When a child is born, time is measured in fleeting moments. You find it astonishing that in what feels like an instant, your entire existence can undergo such a profound transformation. Just hours ago, life was one way, and now you recognize an irreversible, significant change. The love you thought you understood deepens into a capacity that makes previous experiences of love seem pale and flat. Initially, you track your baby’s age in hours, then days. Before long, much like you counted down the weeks during pregnancy, you transition to weeks—6 weeks, 8 weeks, 12 weeks—aligning with the milestones outlined in your parenting books. Eventually, this system becomes cumbersome, and you shift to months. Before you know it, you’ll be calculating your child’s age in years, and perhaps even reflecting on how that relates to your own age.
When faced with the death of a child, the perception of time takes on a different, haunting quality. How could it be that just moments before I reached the water’s edge, Jack was alive and well? They had searched for him for hours. It has now been a day since he disappeared. One week. Two weeks. Three. Is it time to consider a month? But his belongings remain—his clothes, his unwearable new school shoes sitting by his room’s door, and even the mail that still arrives for him.
When we reflect on weeks, we recall specific moments, like a Thursday at 6 PM. As time stretches into months, we remember the 8th. The duality of pain is overwhelming. Will there come a day when we measure time solely in years? What about decades?
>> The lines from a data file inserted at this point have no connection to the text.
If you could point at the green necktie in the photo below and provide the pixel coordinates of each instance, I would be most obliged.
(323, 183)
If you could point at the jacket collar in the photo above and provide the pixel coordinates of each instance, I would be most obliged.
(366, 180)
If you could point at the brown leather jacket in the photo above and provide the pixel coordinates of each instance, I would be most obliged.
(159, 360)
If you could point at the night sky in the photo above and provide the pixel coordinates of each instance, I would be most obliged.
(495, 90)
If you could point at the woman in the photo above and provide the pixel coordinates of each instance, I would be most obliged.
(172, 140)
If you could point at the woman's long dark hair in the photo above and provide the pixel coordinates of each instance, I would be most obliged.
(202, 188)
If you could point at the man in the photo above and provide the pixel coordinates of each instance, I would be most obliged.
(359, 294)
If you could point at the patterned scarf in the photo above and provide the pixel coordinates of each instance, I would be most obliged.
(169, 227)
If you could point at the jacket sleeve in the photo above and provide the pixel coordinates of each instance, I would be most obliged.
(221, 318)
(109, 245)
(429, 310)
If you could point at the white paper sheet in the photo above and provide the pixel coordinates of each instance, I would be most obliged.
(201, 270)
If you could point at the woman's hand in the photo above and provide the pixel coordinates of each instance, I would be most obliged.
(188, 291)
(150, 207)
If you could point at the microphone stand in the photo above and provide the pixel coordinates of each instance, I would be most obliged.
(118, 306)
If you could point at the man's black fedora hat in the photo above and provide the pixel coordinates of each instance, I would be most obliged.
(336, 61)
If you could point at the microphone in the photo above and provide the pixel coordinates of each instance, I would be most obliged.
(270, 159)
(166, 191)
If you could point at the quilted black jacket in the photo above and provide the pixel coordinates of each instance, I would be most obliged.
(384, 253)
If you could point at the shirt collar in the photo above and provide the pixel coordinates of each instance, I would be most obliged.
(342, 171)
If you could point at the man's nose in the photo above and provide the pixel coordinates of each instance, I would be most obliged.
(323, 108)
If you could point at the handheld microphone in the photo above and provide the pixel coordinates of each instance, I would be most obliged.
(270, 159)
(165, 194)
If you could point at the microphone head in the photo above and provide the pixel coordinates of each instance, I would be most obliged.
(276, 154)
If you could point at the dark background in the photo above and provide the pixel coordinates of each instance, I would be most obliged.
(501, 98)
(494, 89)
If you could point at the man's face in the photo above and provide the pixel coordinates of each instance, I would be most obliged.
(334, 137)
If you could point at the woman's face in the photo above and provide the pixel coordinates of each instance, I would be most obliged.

I believe that moment will arrive. Jack will remain forever at not quite 12 ½ years old.
In the early years, you celebrate milestones, wishing to fast-forward through the more challenging days while simultaneously wanting to pause and enjoy the fleeting moments of childhood. Now, as you mourn the loss of your child, the chasm between your past and present widens. Yet, paradoxically, you find yourself yearning for time to hasten, as decades without him feel insufferably long.